A year ago, skateboarder Jake Brown proved from which height a man must plummet, onto an unforgiving wooden platform, to have both shoes fly from his feet on impact.
Answer: 46 feet. Or about 4 1/2 stories.
That's the vertical drop the skateboarder endured during his fifth and final run of the big-air competition on the mega-ramp at the 2007 X Games.
Brown's flailing as he plunged, as if tossed from a burning building, is Generation Y's version of "the agony of defeat," a highlight reel for the ages.
The resounding thud, followed by an intense Staples Center hush, was something eyewitnesses may never forget.
"I thought he was dead," recalled Pierre-Luc Gagnon, a competitor and Brown's close friend. "At first I thought he was going to have compound fractures of both legs. I thought he was going to be paralyzed.

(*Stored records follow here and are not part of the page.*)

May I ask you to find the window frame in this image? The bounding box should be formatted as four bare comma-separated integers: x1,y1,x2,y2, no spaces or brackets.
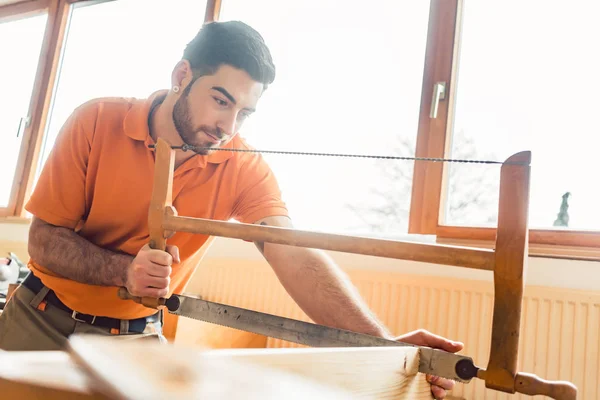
409,0,600,261
0,0,221,221
0,0,600,260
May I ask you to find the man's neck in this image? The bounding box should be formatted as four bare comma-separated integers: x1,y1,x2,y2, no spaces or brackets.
148,95,195,168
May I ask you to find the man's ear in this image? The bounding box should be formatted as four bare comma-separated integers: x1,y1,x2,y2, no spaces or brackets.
171,59,194,92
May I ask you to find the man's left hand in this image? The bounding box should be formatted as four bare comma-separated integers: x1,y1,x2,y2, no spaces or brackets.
394,329,464,400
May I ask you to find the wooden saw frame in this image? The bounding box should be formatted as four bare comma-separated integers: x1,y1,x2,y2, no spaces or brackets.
122,139,577,400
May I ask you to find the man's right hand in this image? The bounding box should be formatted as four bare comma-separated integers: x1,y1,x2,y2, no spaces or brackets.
125,245,180,298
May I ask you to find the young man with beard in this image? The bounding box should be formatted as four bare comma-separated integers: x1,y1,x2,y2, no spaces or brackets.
0,22,462,399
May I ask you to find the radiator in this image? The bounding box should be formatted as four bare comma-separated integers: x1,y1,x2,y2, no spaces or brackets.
185,259,600,400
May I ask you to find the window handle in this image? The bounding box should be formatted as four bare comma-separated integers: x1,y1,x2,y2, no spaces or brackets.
429,82,446,118
17,116,31,137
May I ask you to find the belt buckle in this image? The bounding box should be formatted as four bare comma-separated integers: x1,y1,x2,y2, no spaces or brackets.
71,310,96,325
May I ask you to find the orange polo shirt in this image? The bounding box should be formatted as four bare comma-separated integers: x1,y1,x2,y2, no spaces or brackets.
25,91,288,319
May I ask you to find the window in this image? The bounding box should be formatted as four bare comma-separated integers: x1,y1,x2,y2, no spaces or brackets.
0,0,600,258
442,0,600,230
37,0,206,180
0,13,48,209
219,0,429,235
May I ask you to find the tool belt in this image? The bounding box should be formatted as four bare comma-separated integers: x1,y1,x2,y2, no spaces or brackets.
22,273,162,333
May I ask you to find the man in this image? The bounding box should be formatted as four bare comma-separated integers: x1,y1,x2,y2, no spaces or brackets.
0,22,462,399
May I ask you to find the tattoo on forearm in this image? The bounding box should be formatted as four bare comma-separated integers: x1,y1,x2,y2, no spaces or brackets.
254,221,267,255
29,221,134,286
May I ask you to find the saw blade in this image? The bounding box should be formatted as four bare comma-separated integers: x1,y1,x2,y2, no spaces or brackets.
166,295,478,383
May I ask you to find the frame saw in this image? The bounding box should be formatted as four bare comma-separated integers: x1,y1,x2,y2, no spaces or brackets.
118,139,577,400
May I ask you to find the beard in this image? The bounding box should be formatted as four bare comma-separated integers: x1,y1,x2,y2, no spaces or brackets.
173,85,225,155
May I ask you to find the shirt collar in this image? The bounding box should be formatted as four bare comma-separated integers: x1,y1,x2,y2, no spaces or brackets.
123,90,236,168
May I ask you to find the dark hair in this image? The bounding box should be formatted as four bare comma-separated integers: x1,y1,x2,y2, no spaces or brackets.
183,21,275,89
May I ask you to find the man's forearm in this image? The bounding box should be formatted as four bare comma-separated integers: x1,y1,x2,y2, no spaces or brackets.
28,218,134,286
264,244,393,339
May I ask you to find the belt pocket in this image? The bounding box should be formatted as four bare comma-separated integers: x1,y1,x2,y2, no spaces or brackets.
29,286,50,311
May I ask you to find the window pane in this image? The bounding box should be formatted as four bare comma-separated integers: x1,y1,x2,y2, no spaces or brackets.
445,0,600,230
38,0,206,182
220,0,429,236
0,14,47,207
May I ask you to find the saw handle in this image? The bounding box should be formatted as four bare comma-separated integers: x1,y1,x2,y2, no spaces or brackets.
515,372,577,400
119,287,167,310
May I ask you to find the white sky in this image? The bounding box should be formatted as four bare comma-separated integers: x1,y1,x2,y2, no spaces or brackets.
0,0,600,234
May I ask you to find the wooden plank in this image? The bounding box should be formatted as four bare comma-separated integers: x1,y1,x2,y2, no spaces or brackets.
69,335,431,399
0,350,105,400
485,151,531,393
0,0,50,23
163,213,494,271
207,347,431,399
68,335,364,400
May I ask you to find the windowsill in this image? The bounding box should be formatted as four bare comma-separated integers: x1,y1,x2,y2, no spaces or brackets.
436,237,600,262
0,217,31,225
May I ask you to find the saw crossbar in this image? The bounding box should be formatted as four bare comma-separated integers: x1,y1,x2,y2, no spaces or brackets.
119,139,577,400
162,212,494,271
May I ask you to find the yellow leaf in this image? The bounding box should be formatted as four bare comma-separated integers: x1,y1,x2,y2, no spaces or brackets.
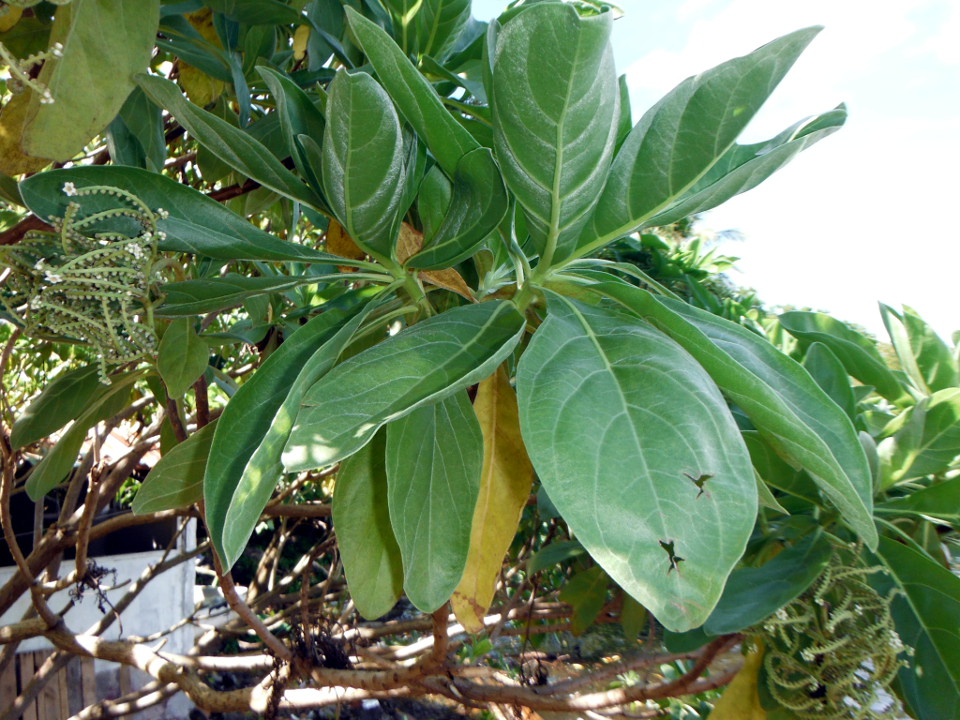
450,366,533,632
293,25,310,60
0,5,23,32
179,8,224,107
710,647,767,720
0,90,52,175
397,223,474,302
326,220,366,272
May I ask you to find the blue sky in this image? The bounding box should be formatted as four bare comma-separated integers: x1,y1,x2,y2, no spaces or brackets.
473,0,960,337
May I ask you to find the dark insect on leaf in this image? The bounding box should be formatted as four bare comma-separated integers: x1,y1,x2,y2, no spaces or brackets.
660,540,684,573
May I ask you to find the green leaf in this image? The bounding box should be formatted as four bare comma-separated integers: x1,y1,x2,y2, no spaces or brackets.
882,388,960,484
107,88,167,172
131,420,217,515
490,3,620,266
283,300,526,472
21,0,160,160
517,294,757,631
880,303,960,395
779,310,910,404
344,6,480,177
407,148,509,270
257,66,326,192
157,318,210,398
386,391,483,612
876,477,960,524
156,273,364,317
741,430,821,505
203,305,373,568
579,28,819,254
703,531,833,635
26,373,142,502
10,365,106,448
636,105,847,229
136,75,323,209
803,343,857,420
322,71,406,258
417,0,471,58
333,431,403,620
584,276,877,547
20,166,344,265
874,538,960,720
559,565,610,635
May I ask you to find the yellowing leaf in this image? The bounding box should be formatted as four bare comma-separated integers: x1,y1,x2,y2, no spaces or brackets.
0,5,23,32
20,0,160,160
326,219,367,272
179,8,223,107
450,366,533,632
293,25,310,60
710,647,767,720
0,90,51,175
397,223,474,302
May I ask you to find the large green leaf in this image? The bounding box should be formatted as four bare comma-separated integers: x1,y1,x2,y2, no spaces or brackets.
876,477,960,525
803,343,857,420
880,303,960,395
203,306,372,567
581,28,819,254
386,391,483,612
20,165,353,265
490,3,620,265
881,388,960,484
26,373,142,502
257,66,326,201
20,0,160,160
875,538,960,720
283,300,526,472
131,420,217,514
517,296,757,631
10,365,106,448
157,318,210,398
344,7,480,177
417,0,471,58
136,75,323,209
580,275,877,547
322,70,406,258
703,532,833,635
407,148,509,270
636,105,847,229
779,310,910,403
333,430,403,620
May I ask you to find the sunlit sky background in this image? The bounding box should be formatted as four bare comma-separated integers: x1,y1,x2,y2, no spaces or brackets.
473,0,960,339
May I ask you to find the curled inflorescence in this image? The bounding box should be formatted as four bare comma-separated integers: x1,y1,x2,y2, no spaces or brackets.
755,553,909,720
0,182,166,382
0,43,63,105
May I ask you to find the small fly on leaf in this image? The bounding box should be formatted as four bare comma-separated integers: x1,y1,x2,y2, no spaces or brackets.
660,540,684,575
683,472,713,497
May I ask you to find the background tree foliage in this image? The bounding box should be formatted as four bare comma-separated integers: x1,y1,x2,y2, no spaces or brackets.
0,0,960,720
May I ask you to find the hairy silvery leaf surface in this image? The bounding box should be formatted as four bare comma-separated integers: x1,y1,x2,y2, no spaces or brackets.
322,71,405,258
490,3,620,265
517,295,757,631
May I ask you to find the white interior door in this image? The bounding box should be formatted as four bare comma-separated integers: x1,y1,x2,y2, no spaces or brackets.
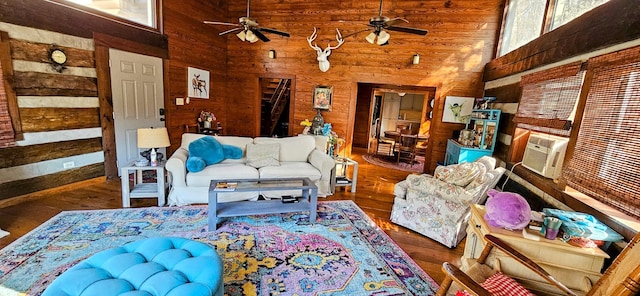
109,49,166,169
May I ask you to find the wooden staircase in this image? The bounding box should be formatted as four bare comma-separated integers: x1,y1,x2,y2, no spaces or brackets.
260,78,291,137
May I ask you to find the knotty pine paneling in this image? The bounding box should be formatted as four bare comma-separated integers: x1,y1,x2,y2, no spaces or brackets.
0,138,102,169
162,0,230,153
222,0,503,168
0,163,104,200
20,108,100,133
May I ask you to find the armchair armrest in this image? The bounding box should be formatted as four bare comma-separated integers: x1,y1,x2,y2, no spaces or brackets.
165,148,189,187
478,234,576,295
436,262,492,296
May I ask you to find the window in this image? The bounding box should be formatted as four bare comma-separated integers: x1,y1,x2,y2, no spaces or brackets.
53,0,159,29
549,0,609,30
500,0,547,56
513,62,585,137
563,47,640,218
498,0,609,56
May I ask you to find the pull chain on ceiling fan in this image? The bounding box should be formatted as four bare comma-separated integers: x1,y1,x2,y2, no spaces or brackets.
345,0,429,45
204,0,290,43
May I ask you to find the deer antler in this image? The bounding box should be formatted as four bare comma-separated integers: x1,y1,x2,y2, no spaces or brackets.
307,27,322,53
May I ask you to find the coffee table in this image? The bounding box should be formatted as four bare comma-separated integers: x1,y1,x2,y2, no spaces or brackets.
208,178,318,231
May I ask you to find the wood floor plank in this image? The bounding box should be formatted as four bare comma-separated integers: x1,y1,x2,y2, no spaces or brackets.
0,148,464,283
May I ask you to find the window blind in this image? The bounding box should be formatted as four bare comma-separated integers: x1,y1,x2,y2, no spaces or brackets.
563,47,640,218
513,62,584,136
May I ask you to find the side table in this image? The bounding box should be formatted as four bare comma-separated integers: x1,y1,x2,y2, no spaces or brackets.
461,205,609,295
120,162,165,208
331,156,358,193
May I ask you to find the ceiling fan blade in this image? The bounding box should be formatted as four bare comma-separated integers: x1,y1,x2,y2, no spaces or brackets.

"Then I rolled up to him and he wasn't breathing. He was completely out and I didn't know if he was still alive."
Miraculously, Brown, who regained consciousness minutes later, sustained a mild concussion, small fractures in his spine and wrist, and bruises to his liver and lung.
He was hospitalized for three days and began skating a few months later, on a traditional vert ramp.
Tonight, as the X Games begin their 14th season -- with a four-day competition at Staples Center and the Home Depot Center -- the diminutive Australian skateboarder will resume big-air competition on the daunting mega-ramp.
"I've tried to put it aside and just move forward," Brown, 33, said this week before practice. "Obviously I still remember it, but I've got a lot of energy focused on what I've got to do now."
What many may not recall is that Brown won the silver medal last year, based on a remarkable third run that included a 360-degree spin across the 70-foot gap and a 540 above the quarterpipe wall.
The difficulty factor is unfathomable for fans and casual skateboarders. Mega-ramp skaters drop almost straight down a 70-foot roll-in, then sail across the gap with nothing but hands or gravity pressing the boards to their feet.
They land on a downhill ramp at nearly 40 mph and must compose themselves to launch up and above a 27-foot quarterpipe, perform another trick, and get back in position to negotiate a near-sheer drop down the quarterpipe wall.
Brown, on that third run, earned a 95.33 to vault ahead of Bob Burnquist, a veteran skateboarder from Vista, Calif., who had scored a 94.33 on his second run. In third place going into the final round was Gagnon with a 93.00.